Special to World Tribune.com
MIDDLE EAST NEWSLINE
Friday, August 24, 2001

ISLAMABAD Ñ Saudi billionaire fugitive Osama Bin Laden is said to have again gone underground in Afghanistan amid expectations of a U.S. commando strike.

Pakistani sources said that after several television appearances Bin Laden has cut off all communications with the outside world and again moved to a secret location in Afghanistan. The sources said Bin Laden believes that he will be the target of an imminent U.S. strike.

The move by Bin Laden comes as Pakistan has demonstrated increasing cooperation in U.S. efforts to locate the Saudi national, charged with the 1998 bombings of two U.S. embassies in eastern Africa. Bin Laden is also believed to have sponsored the bombing of the USS Cole in Aden last October, in which 17 U.S. sailors were killed.

The Indian Tribune newspaper reports that Bin Laden and 12 of his associates have moved to an undisclosed location after Islamabad allowed United Nations personnel to monitor the border with Afghanistan.

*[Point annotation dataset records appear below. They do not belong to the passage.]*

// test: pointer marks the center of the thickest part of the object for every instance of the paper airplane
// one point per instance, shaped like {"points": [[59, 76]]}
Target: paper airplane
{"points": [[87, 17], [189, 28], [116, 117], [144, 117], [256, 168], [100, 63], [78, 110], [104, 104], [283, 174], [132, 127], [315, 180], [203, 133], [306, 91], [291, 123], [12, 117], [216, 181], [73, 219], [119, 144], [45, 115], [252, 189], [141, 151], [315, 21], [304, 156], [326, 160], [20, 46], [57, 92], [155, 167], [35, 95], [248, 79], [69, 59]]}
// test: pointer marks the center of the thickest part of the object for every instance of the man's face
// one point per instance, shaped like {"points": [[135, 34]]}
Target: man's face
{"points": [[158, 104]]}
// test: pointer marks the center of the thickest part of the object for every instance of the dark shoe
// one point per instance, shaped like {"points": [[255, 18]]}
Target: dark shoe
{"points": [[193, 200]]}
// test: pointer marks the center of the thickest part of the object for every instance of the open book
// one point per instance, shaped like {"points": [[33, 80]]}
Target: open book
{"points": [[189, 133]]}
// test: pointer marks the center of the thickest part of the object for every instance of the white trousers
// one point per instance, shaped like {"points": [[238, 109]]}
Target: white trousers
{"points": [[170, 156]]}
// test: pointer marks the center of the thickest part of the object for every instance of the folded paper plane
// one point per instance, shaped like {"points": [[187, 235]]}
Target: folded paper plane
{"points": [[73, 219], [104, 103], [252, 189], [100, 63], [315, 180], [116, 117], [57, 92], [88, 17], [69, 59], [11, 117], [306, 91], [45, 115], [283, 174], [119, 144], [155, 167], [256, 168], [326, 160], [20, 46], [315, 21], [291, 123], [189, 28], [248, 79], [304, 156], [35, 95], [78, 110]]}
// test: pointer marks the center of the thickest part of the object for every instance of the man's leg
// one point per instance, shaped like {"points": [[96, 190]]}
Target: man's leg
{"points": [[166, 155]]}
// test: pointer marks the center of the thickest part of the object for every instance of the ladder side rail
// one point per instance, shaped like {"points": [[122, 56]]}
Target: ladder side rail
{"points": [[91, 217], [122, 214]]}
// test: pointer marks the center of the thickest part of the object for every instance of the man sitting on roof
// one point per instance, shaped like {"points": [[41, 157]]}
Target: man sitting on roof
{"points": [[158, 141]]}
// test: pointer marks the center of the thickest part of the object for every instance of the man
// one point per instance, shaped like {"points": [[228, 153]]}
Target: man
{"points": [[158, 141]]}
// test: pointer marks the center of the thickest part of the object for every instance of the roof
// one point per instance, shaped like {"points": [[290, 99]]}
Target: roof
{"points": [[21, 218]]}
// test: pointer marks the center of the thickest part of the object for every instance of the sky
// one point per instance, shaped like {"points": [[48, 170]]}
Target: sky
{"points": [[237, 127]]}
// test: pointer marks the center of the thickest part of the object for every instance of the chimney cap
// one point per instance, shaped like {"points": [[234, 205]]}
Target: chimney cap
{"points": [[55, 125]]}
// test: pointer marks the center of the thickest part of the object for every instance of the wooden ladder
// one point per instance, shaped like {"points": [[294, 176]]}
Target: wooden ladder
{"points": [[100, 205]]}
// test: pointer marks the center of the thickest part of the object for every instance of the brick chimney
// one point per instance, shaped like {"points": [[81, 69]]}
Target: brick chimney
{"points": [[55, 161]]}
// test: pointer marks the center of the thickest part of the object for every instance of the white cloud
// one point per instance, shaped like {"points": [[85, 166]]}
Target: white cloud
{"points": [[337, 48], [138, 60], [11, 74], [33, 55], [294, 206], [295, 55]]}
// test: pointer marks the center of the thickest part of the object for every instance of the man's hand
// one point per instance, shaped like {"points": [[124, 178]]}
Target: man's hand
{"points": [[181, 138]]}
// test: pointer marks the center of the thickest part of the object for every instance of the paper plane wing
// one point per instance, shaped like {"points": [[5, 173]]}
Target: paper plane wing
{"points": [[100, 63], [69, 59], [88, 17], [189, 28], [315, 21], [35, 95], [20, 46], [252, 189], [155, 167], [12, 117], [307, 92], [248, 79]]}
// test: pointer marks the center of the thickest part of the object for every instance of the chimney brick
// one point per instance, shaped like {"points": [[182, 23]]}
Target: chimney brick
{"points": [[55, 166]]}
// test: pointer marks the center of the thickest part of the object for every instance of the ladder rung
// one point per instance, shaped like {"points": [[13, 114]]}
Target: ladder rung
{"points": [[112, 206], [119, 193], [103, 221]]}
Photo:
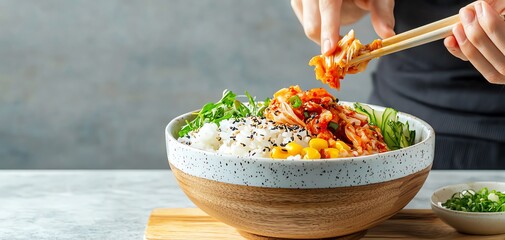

The UN has imposed sanctions on Afghanistan in wake of its refusal to capture Bin Laden.

Pakistani sources said U.S. intelligence agents have been monitoring communications in Afghanistan for at least two years in hopes of obtaining Bin Laden's whereabouts. The sources said Pakistan has also cracked down on members of Bin Laden's Al Qaida group who cross from Afghanistan.